Likewise Trust Bank has disbursed 115 percent of the target of Tk 600 crore and NRB Commercial Bank achieved 205 percent of its target of Tk 250 crore. The nine other banks that overshot their SME loan targets are Bank Al-Falah, Citibank NA, State Bank of India, Woori Bank, Modhumoti Bank, NRB Bank, City Bank, Bank Asia and Exim Bank.
On the other hand, 19 banks, including eight state-run lenders, could not reach even 50 percent of their SME loan disbursement targets in the first half of the year. Together, banks and non-bank financial institutions (NBFIs) lent 62 percent of their yearly SME loan target of Tk 133,854 crore in the first six months. The BB sat with banks and non-bank financial institutions in separate meetings between October 9 and 11 and asked them not to disburse loans excessively in the trading sector. Banks and NBFIs were also asked not to disburse more than 55 percent of their SME loans to the trading sector in a single year. The central bank will not consider any loans exceeding the 55 percent threshold as SME credit.
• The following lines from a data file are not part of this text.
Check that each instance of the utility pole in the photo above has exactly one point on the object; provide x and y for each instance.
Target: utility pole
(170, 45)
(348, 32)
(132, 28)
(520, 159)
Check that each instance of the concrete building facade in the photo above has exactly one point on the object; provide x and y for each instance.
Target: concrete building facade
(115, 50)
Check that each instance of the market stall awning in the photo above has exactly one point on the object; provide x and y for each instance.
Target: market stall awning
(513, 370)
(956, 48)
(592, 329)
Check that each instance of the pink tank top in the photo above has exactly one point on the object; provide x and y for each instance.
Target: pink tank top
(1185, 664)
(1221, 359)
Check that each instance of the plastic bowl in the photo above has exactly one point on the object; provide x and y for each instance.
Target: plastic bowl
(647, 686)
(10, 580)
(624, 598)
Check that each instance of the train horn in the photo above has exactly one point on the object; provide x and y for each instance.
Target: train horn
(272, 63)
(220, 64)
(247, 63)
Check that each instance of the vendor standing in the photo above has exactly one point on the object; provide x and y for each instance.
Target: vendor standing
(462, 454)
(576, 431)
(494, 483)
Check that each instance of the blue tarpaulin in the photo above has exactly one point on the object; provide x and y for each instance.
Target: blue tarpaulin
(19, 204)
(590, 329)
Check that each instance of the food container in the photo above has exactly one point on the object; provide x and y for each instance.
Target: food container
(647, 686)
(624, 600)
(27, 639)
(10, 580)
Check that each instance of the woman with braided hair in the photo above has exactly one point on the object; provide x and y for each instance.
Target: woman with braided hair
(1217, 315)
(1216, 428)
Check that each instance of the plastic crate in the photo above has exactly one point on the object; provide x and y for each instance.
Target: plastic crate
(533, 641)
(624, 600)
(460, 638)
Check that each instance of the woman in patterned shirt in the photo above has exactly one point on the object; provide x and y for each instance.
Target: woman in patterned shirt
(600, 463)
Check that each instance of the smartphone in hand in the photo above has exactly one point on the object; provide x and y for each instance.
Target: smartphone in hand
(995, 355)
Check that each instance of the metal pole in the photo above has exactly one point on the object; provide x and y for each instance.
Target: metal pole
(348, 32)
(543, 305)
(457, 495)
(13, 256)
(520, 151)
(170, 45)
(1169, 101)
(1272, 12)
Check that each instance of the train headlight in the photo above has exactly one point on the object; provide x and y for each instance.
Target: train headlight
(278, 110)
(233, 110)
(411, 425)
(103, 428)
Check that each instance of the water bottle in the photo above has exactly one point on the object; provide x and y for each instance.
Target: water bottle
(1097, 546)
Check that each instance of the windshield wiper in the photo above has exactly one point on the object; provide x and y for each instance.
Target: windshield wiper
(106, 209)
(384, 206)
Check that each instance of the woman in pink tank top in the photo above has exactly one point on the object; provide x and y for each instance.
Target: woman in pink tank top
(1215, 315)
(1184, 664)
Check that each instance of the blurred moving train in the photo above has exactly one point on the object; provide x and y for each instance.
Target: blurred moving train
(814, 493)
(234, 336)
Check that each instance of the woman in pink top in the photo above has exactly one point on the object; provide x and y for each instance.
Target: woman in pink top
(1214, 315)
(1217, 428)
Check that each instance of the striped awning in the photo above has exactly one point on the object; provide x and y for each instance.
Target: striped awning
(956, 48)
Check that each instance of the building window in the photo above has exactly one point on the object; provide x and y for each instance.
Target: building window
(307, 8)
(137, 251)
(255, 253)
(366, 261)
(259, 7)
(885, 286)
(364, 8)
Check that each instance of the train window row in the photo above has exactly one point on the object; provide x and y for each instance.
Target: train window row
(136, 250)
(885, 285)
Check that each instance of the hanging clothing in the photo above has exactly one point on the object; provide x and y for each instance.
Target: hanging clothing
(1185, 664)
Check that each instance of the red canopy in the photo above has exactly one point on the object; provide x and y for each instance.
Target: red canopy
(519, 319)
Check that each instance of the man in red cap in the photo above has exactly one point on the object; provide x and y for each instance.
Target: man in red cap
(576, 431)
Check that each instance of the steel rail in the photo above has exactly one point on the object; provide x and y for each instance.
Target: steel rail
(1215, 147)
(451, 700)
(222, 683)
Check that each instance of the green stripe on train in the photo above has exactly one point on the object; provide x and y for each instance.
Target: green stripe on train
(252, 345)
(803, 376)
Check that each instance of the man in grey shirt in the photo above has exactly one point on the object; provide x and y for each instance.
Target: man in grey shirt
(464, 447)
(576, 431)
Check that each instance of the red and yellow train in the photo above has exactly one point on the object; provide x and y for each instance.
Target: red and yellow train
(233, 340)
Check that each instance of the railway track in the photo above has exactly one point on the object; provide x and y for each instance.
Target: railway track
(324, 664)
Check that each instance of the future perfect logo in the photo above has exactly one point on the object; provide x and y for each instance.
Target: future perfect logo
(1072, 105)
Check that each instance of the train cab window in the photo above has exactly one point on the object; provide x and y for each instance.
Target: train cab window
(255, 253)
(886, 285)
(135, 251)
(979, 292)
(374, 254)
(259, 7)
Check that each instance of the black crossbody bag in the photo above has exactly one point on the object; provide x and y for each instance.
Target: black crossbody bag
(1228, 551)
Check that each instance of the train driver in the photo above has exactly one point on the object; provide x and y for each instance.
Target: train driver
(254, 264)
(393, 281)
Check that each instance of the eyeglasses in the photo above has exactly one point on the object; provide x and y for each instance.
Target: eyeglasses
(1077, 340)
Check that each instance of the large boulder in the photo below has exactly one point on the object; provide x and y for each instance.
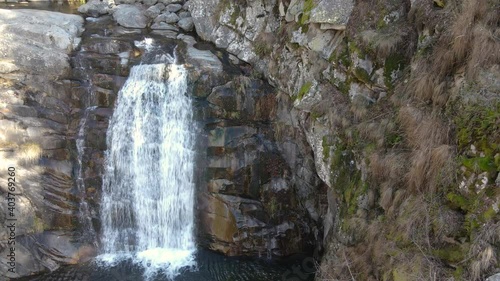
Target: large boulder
(186, 24)
(94, 8)
(335, 13)
(130, 16)
(37, 42)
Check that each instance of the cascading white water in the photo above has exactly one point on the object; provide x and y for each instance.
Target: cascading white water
(148, 190)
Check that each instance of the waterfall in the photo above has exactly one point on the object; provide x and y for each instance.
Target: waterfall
(84, 215)
(148, 188)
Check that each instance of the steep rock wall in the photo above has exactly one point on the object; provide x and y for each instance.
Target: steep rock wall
(399, 103)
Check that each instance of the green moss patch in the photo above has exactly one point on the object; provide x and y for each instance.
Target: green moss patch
(304, 90)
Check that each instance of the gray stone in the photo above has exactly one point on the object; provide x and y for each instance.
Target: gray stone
(37, 42)
(495, 277)
(203, 59)
(184, 14)
(186, 5)
(160, 6)
(335, 12)
(152, 12)
(294, 9)
(168, 18)
(149, 2)
(186, 24)
(173, 8)
(164, 26)
(168, 2)
(130, 16)
(94, 8)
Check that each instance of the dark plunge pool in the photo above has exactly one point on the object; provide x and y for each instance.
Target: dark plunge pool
(67, 7)
(210, 267)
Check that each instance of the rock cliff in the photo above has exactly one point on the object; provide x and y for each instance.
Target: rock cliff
(399, 103)
(365, 130)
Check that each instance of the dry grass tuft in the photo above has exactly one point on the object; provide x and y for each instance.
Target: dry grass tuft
(430, 169)
(384, 44)
(483, 256)
(422, 129)
(30, 152)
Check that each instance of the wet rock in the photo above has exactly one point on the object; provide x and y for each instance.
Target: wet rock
(149, 2)
(184, 14)
(37, 42)
(168, 2)
(203, 59)
(495, 277)
(153, 11)
(186, 24)
(173, 8)
(160, 6)
(94, 8)
(164, 26)
(130, 16)
(168, 18)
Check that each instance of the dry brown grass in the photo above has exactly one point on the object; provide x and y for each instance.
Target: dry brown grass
(389, 167)
(30, 152)
(423, 130)
(429, 168)
(383, 43)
SME financing does not contribute much to banks’ profit but banks will have to concentrate more lending to small and medium enterprises which may grow as big business in future. But more such loans must not go to trading, the focus should be on productivity sector to produce new goods and create more jobs. In our view the central bank must strengthen monitoring to avoid fake loans under the SME cover.